Peter Nowak is a Toronto-based tech writer and author
The key question surrounding the federal government's choice of telecom veteran Ian Scott for the post of CRTC chairman isn't whether he'll end up favouring industry, but whether his appointment will make much of a difference one way or the other for consumers.
Having spent years as an executive at Telus and most recently as a lobbyist for satellite firm Telesat, consumer advocates fear Mr. Scott's stewardship may signal a return to regulatory capture. In those bad old days, the perception was that corporate interests routinely trumped consumer concerns.
Under previous chairman Jean-Pierre Blais, the Canadian Radio-television and Telecommunications Commission managed to reshape that image by siding with consumers on big decisions more often than not. The concerns now – about putting the proverbial fox back in charge of the henhouse – are easy to understand in that light.
It's obviously too early to judge Mr. Scott, who takes office in September. He may turn out be a consumer champion despite his background. There is precedent, after all.
Barack Obama's choice for U.S. Federal Communications Commission chairman, Tom Wheeler, for one, faced similar concerns because of his background as a cable lobbyist. In the end, consumer groups lauded his willingness to fight industry on issues such as Net neutrality.
Mr. Scott will have a number of hot-button subjects to deal with as he oversees telecom and broadcasting regulation over the next five years, with affordability of services chief among them. On that front, recent history suggests he's likely to have little effect even if he chooses to champion consumers.
Ten years ago, the Conservative government launched its war on wireless with an auction of public airwaves designed to net new cellphone carriers. At the time – just as the first iPhone was making its debut – Canadians were paying some of the highest bills in the world. The auction did indeed establish several new independent providers, but the startups have all since been acquired by incumbent telecom companies.
For its part, the CRTC created a wireless code of conduct in 2013 in hopes of outlawing some of the industry's more egregious practices. Roaming fees were capped and three-year contracts were effectively banned. A prohibition on phone unlocking charges was recently added to the rules.
Despite these efforts, Canadians are right where they started – still paying wireless bills that are among the highest in the world, according to CRTC figures.
It turns out that manufacturing competition and manipulating pricing isn't easy to do. Few investors are willing to spend the necessary billions to compete against entrenched incumbents, even when rules are bent in their favour. Limitations on specific behaviours, meanwhile, inevitably lead to new fees elsewhere.

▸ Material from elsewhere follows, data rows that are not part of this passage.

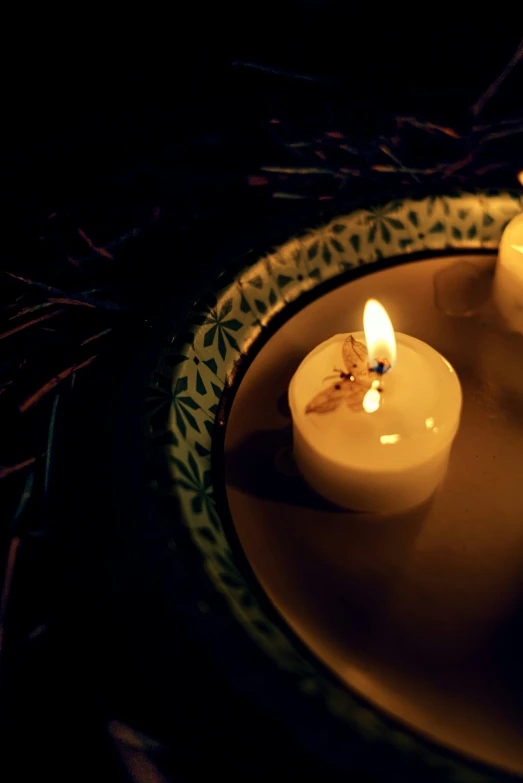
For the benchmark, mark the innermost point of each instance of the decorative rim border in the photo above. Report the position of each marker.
(191, 394)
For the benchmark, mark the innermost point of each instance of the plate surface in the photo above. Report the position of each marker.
(189, 401)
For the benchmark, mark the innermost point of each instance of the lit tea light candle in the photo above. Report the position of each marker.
(508, 280)
(374, 416)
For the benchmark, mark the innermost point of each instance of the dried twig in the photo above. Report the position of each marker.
(50, 385)
(30, 323)
(492, 89)
(7, 470)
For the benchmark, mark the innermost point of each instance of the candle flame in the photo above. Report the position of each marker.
(379, 334)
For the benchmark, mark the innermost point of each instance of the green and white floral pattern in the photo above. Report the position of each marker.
(190, 378)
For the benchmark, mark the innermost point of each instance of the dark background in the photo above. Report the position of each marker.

Canadians therefore shouldn't place their hopes on policy makers to engineer lower bills, but rather on the one force that has routinely delivered such results: technology.
It wasn't so long ago that a long-distance call could rack up hundreds of dollars in charges. The arrival of Skype and other Internet-based calling apps changed that.
It was also only a few years ago that consumers were paying through the nose – or thumbs, rather – for text messages. Then came WhatsApp, Facebook Messenger and others. The cost of calls and texts are now virtually nil.
The same companies that provide wireless services are also now witnessing the dismantling of their television monopolies. It wasn't the CRTC's "skinny basic" TV packages that did that, but rather the advent of Netflix and YouTube.
The one, true monopoly that telecom companies still own is the provision of Internet access – the proverbial pipe to the platform that has allowed all these bill-busting apps to arise – but this stranglehold can't last forever. Inevitably, technology to circumvent this bottleneck will emerge and the price of access will drop dramatically.
There are some early efforts at finding such a solution. Technology companies including Google and Microsoft, for example, have been experimenting with "white spaces," the unused and unlicensed parts of the wireless spectrum.
These frequencies could become a way to connect to the Internet at marginal cost, without necessarily having to go through a service provider. Time will tell – and other possible solutions may present themselves in the meantime.
Policy makers' key role now lies in protecting the Internet from unnecessary interference by access providers so that new technologies and apps can continue to disrupt the status quo. Mr. Blais deserves much credit for strengthening Canada's net neutrality rules, which will do this, during his tenure.
The comforting knowledge that technology will some day lower telecom bills is tempered by the uncertainty over the timing of such a development, but it's more of a surety than hoping that government or regulators come through.
They haven't yet and there's little reason to expect they will in the future.